茜色の光に照らされた庭にいたのは、青玉。蟠大湖の兵舎で、幽閉されていたはずの彼女が、にこにこと笑って立っている。
「ど、ど、どうしてここに……!」
「ふふ、応龍の気配は、よくわかるわ」
「応……?」
「あなたに与えた、翼のある龍よ。応龍と言うの。前にも言ったでしょう?」
玉髄は混乱したい気持ちをグッと抑え、頭の中で状況を整理する。
彼女がいた蟠大湖から王都までは、数日はかかる。
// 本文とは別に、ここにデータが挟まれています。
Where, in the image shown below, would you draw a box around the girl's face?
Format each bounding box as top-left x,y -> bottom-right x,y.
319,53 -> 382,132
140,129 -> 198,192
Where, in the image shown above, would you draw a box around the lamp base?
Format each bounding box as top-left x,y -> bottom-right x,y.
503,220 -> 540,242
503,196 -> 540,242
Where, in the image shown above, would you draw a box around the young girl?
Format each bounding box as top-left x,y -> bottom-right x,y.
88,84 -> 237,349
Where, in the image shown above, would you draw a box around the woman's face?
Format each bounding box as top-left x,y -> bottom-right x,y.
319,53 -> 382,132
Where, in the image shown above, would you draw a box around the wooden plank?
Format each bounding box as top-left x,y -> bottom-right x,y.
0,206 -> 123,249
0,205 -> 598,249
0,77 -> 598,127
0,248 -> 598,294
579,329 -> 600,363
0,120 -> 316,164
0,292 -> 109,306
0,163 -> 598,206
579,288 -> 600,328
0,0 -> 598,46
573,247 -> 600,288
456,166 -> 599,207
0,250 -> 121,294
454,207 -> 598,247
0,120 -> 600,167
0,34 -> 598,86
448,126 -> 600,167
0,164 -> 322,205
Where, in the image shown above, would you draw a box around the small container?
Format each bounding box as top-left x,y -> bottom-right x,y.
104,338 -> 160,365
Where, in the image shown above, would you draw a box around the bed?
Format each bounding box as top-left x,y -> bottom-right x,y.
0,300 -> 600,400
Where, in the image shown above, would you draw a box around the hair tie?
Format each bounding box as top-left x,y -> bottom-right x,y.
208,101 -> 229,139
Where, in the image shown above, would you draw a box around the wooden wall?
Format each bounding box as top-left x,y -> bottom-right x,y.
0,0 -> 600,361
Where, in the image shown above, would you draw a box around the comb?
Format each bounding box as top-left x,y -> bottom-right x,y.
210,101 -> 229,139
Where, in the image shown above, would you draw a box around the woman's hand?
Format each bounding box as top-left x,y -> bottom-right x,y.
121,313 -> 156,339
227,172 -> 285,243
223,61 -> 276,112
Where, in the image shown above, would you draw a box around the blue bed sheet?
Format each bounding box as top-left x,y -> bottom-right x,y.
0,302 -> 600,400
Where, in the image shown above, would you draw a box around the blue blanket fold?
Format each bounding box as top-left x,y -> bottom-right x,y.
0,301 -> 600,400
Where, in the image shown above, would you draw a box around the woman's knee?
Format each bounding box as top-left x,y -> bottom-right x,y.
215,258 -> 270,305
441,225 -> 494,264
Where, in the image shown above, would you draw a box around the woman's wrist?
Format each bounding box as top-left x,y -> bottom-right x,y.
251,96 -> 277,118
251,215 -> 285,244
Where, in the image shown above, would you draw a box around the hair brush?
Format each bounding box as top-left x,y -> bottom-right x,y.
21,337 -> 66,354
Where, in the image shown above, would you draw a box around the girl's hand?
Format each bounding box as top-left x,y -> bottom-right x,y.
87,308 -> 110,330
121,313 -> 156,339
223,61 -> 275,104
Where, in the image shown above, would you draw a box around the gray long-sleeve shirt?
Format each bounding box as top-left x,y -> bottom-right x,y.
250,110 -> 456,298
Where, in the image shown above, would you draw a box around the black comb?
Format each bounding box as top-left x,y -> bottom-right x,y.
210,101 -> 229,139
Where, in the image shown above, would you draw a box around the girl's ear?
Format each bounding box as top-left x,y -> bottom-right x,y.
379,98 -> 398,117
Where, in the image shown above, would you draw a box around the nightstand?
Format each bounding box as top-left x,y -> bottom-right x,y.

いまごろあちらでは、青玉がいなくなったことが露見して大騒ぎになっているだろう。
その少女はいったい何をどうしたか、城壁に囲まれ城門を経ねば入れぬ王都の中に入り込んでいる。
「わたしは、応龍の龍師よ。あなたのそばにいるのが、いちばんいい」
玉髄にはすでにわかっていた。どう説得しようと、この少女は折れないだろう。自分のそばから離れないに決まっている。
ならば、ここは追い払うよりも――。
「わかった! もう腹をくくった! 青玉、お客としてもてなすから、僕の屋敷でおとなしくしてて!」
「ありがとう、玉髄」
こうして、ふたりの奇妙な生活が始まった。